Meine Arbeit hier hat sich sehr vielseitig gestaltet und ich war in fast allen Bereichen der Organisation involviert. Von der Arbeit als Schulinspektor über die Arbeit in der Maismühle bis hin zum Blockflötenunterricht mit den Kindern war so ziemlich alles dabei.

Mit und für diese Kinder zu arbeiten gestaltete sich für mich immer als eine riesen Freude und hat mir auch richtig Spaß gemacht, da man von Tag zu Tag gesehen hat wie die Kinder wirklich aus der Arbeit von der Organisation profitieren. Angefangen von den Schulbänken die in der eigenen Tischlerei hergestellt werden, damit die Kinder in der Schule nicht am Boden sitzen müssen. Jede Arbeit die hier gemacht wird, wird mit dem Hintergrund für die Kinder gemacht. Die Freude die man Tag für Tag in den Augen der Kinder sieht, hat mir auch in schweren Heimwehzeiten geholfen weiterzumachen.

 

[Sebastian beim Schweißen mit Jugendlichen b350] Ich habe auch selbst immer wieder dazugelernt. Von den Kindern, von den einheimischen Arbeitskollegen und Freunden, von anderen Volunteers und auch die Arbeit mit Stefan war immer sehr lehrreich. (Viele Volunteers sind während meiner Zeit hier gekommen und auch gegangen, somit hab ich auch sehr unterschiedliche Leute aus Österreich kennengelernt). Somit war dieses Jahr nicht nur für die Kinder in Uganda eine riesen Chance, sondern auch für mich. Ein Jahr das mir mit Sicherheit ewig in Erinnerung bleiben wird.
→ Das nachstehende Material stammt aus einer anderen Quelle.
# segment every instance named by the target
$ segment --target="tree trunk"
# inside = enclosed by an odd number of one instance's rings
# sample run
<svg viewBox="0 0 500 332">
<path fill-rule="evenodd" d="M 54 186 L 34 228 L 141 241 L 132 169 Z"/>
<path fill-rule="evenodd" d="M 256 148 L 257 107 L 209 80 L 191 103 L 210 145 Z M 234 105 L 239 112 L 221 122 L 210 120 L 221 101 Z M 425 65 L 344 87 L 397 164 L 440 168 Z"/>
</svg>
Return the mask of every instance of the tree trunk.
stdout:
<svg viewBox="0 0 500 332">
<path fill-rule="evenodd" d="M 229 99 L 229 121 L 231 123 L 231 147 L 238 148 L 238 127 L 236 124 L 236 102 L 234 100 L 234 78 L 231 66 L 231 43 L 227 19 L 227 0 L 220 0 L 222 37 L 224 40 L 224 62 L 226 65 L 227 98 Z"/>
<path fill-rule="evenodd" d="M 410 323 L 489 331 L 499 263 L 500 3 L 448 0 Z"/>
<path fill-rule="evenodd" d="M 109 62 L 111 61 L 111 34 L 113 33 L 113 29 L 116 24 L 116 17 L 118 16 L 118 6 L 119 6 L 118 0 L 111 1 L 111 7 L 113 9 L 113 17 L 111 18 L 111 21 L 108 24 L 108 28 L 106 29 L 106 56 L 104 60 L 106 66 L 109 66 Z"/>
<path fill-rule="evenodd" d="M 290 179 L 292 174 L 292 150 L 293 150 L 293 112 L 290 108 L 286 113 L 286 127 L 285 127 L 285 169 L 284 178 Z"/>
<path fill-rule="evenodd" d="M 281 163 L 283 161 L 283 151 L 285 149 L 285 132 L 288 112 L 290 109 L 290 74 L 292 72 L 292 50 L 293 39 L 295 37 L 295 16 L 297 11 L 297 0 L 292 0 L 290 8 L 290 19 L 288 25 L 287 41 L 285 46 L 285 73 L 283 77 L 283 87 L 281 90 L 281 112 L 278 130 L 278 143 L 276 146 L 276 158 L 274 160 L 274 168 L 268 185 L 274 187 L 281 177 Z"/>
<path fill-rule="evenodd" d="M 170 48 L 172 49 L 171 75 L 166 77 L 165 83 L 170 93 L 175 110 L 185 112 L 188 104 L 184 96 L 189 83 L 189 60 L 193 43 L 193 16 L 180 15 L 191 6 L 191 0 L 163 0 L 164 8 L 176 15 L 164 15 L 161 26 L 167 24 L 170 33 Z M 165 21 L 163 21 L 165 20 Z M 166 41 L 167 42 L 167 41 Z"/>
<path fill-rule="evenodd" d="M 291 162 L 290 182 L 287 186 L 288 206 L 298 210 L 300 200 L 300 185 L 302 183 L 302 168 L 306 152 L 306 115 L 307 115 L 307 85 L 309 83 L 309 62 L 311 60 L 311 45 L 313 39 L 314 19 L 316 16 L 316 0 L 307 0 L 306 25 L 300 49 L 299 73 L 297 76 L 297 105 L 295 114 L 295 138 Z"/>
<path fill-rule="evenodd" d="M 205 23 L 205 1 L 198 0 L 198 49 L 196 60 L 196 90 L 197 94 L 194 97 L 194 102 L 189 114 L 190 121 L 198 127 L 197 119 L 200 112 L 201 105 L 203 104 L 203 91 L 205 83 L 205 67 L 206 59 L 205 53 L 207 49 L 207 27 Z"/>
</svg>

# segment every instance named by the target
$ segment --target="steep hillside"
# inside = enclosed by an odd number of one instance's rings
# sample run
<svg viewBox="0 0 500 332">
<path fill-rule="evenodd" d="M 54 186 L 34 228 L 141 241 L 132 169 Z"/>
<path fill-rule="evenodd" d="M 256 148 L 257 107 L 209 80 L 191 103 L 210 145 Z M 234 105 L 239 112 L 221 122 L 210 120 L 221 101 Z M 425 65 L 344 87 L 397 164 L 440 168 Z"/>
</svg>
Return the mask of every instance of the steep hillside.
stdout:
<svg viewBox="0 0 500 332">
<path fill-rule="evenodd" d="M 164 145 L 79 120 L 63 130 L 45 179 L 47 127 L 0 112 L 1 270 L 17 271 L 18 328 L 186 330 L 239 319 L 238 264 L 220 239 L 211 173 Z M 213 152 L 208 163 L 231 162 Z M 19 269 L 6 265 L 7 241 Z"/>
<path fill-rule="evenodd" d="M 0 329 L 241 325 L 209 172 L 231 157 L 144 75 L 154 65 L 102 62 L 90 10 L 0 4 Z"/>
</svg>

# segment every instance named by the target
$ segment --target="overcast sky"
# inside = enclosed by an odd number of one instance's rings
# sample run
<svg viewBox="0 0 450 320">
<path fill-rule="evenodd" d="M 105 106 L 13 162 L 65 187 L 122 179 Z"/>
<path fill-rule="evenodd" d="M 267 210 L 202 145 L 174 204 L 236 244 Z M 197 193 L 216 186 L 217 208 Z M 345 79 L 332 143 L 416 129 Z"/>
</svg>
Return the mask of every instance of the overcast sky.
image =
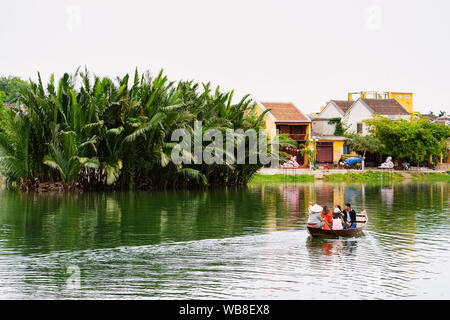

Mit dem herzlichen Empfang mit dem ich damals in dieser Organisation von Kindern und Kollegen aufgenommen wurde und die schöne Zeit die ich mit den Leuten hier erlebt habe, machen meine Abreise jetzt sehr schwer. Zu Beginn hab ich mir vorgenommen keine Vergleiche mit zu Hause aufzustellen, was mir die Umstellung und das Einleben in diesen völlig anderen Umständen und der fremden Kultur leichter gemacht hat.

 

Wenn mich allerdings jemand fragen würde, was meine 5 größten Highlights waren, wären das jedoch:
 

Die ersten Tage in Uganda, als ich zum ersten Mal gesehen habe wie die Menschen hier leben und was KINDERN EINE CHANCE in nur 5 Jahren alles aufgebaut hat

Mein erster Ausflug zu unserer Schule in Butimba im größten Regen und als die Straßen kaum befahrbar waren

Holidaycamp in Bongole, weil es einfach einen riesen Spaß gemacht hat

Ausflug mit den Kindern der Christoph Betterman Schule in den Zoo

Als wir mit den beiden Jungs Royce und Eric zu deren Heimat gefahren sind und sie nach ca.3 Jahren ihre Eltern wiedergesehen haben.

Was ich hier in Uganda erlebt habe kann ich nicht einfach schnell mal kurz erzählen. Ich selbst kann die Erfahrungen die ich hier gemacht habe nicht so vermitteln, dass andere auch nur ansatzweise denken können was ich hier wirklich alles erlebt habe!